ユニサカ代表理事を務める渡辺夏彦(左)と理事の原田圭(右) [写真]=中村駿作(慶應スポーツ)

文=小林将平(慶應スポーツ)

 7月15日に等々力陸上競技場で行われた『第68回早慶サッカー定期戦~早慶クラシコ~』。スタジアム内外で例年と異なる催し物が数多く行われたが、それらを手掛けたのが早慶両校、そして一般社団法人ユニサカである。あれからおよそ3カ月、ユニサカは再び新たな試みにチャレンジする。今回彼らが10月23日に全国大学体育連合との共催で行うのが、“大学スポーツ国際デー記念シンポジウム”「学生が発信する未来」だ。開催にあたって、慶應義塾体育会ソッカー部に所属し、本イベントの開催を手掛けるユニサカ理事・原田圭、そしてユニサカ代表理事を務める渡辺夏彦にインタビューを実施。その狙いに迫った。

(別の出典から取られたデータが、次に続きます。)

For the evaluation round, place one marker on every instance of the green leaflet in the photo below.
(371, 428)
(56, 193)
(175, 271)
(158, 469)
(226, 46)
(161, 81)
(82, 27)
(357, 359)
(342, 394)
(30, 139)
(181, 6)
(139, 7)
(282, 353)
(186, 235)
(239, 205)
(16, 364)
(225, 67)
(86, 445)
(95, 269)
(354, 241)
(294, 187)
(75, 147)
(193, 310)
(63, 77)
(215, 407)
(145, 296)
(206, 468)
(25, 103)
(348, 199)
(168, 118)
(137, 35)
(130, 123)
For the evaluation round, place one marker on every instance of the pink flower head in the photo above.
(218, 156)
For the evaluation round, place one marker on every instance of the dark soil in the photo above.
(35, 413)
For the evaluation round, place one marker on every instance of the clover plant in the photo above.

 文部科学省が2018年度中の「日本版NCAA(National Collegiate Athlete Association)」創設方針を打ち出すなど、大学スポーツ界は大きな転換期を迎えている。今回のシンポジウムは、こうした動きを受けて国主導で政策の議論が行われている中で「学生の声が置き去りにされている」ことへの問題意識が根底にあると原田理事。そのうえで「学生が大学スポーツについて考えて発信する場が必要」と考え、シンポジウムの開催に至ったという。

「(サッカー)早慶戦をやることで大学サッカーに限らず大学スポーツ全般としてどういうところに課題があってこういうふうに変わっていかないといけないというのが何となく見えてきた」と語るのは渡辺代表。その早慶戦での取り組みについては、次のように総括してくれた。

「数字的なところで言うと、昨年が1万2600人くらいで今年は2万6000人MAXでってことを考えていたんですけど、結果1万3880人でだいたい2000人弱増えたくらいで。ぶっちゃけ1万5000人は少なくとも超えたいし1万6000人、1万7000人くらいはいきたいなと思っていて、数字的にはなかなか厳しくて」

「ただそれ以外に本当にいろいろな施策を今回はやったので。やっぱり集客っていうのはすごく難しくて、イベントとしての充実とか早慶戦の価値を高めるだとか当日の満足度を上げるみたいな部分でかなり達成できたところも多いと思うので、まあできたところと課題とっていうのがありますね」

渡辺代表を中心に7月の早慶定期戦では様々な施策が行われた [写真]=中村駿作(慶應スポーツ)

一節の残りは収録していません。